For those who have been lucky enough to bypass the horrendous experience of a hive breakout, hives are swollen, pale red bumps, also known as welts or wheals, that abruptly break out on the skin. They cause itching, stinging or burning and may appear anywhere on the body. Typically hives are an allergic reaction, but sometimes the allergen causing the adverse reaction is unknown. Fortunately for everyone, hives is never a contagious condition.

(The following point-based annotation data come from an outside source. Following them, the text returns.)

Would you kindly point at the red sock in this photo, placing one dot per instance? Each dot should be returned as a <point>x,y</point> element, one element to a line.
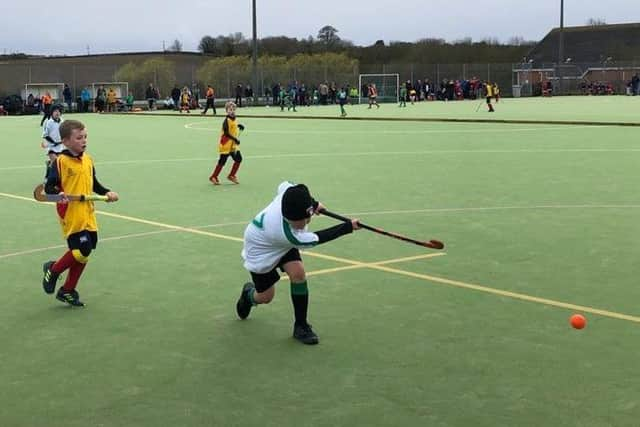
<point>66,261</point>
<point>75,271</point>
<point>216,172</point>
<point>234,168</point>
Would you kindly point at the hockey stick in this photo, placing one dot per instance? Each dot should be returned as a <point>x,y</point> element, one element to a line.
<point>433,244</point>
<point>41,196</point>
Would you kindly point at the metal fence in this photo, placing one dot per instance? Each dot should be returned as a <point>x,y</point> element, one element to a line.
<point>535,79</point>
<point>513,79</point>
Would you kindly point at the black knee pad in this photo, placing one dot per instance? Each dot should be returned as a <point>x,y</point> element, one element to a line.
<point>236,156</point>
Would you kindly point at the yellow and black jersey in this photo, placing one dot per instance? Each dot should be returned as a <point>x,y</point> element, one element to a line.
<point>229,136</point>
<point>74,175</point>
<point>489,89</point>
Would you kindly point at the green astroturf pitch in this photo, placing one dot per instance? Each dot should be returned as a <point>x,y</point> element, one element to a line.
<point>540,222</point>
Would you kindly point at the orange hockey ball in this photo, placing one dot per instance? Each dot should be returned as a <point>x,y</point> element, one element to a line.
<point>578,321</point>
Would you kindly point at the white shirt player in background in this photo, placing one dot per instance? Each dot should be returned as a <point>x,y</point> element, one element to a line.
<point>273,240</point>
<point>51,140</point>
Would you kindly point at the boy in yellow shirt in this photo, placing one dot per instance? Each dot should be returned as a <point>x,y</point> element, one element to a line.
<point>73,173</point>
<point>229,145</point>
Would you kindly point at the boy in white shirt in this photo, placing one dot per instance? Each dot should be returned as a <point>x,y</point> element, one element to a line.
<point>272,240</point>
<point>51,140</point>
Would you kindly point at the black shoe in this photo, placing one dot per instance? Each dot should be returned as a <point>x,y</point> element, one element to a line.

A hive may vary in size from a small dot to an area as wide as eight inches across and, in some cases, hives may combine to form larger areas known as plaques. Usually, hives last for a few hours to a full day, before fading and disappearing. Very rarely, hives continue to be troublesome for months, in which case the condition is called chronic hives. In severe outbreaks, hives may appear on the tongue or in the throat and interfere with breathing, causing life-threatening complications. If this occurs, medical attention should be sought immediately.
So what causes hives?
Common allergens known to cause hives include animal dander, pollen, insect bites or stings, medications, stress reactions, drastic temperature changes, excessive sweating, and food allergies. The most common foods known to cause hives incluse nuts, shellfish, soy products, gluten, chocolate, strawberries, dairy products, spices, and eggs. Additionally, medications that commonly cause allergic reactions of this type include aspirin, penicillin, other antibiotics, and sulfa.
What are the risk factors for hives?
Individuals with allergies are more likely to develop hives, as are people with a family history of the disorder. Patients with some autoimmune conditions, such as lupus, or certain thyroid disorders, are more prone to hives than people without these diseases.
How are hives treated?
Usually hives, though uncomfortable, is a harmless condition that will resolve on its own. The following treatments may be helpful in alleviating symptoms:
- Wearing soft, loose clothing
- Bathing in lukewarm water, particularly with an oatmeal solution
- Taking over-the-counter antihistamines
- Applying calamine lotion to the site
- Avoiding allergens that may be responsible
Avoiding the allergen that has provoked the reaction is, of course, a good idea, but in many cases the substance or material may remain obscure. If hives are severe, oral antihistamines or oral corticosteroids may be prescribed as treatment. In extreme instances, when the face, tongue or throat swell, or when swallowing or breathing is affected, hives become life-threatening. In such cases, immediate emergency treatment is required in the form of an injection of epinephrine. Patients prone to serious allergic reactions with hives are usually prescribed an EpiPen® auto-injector to carry with them at all times for such contingencies.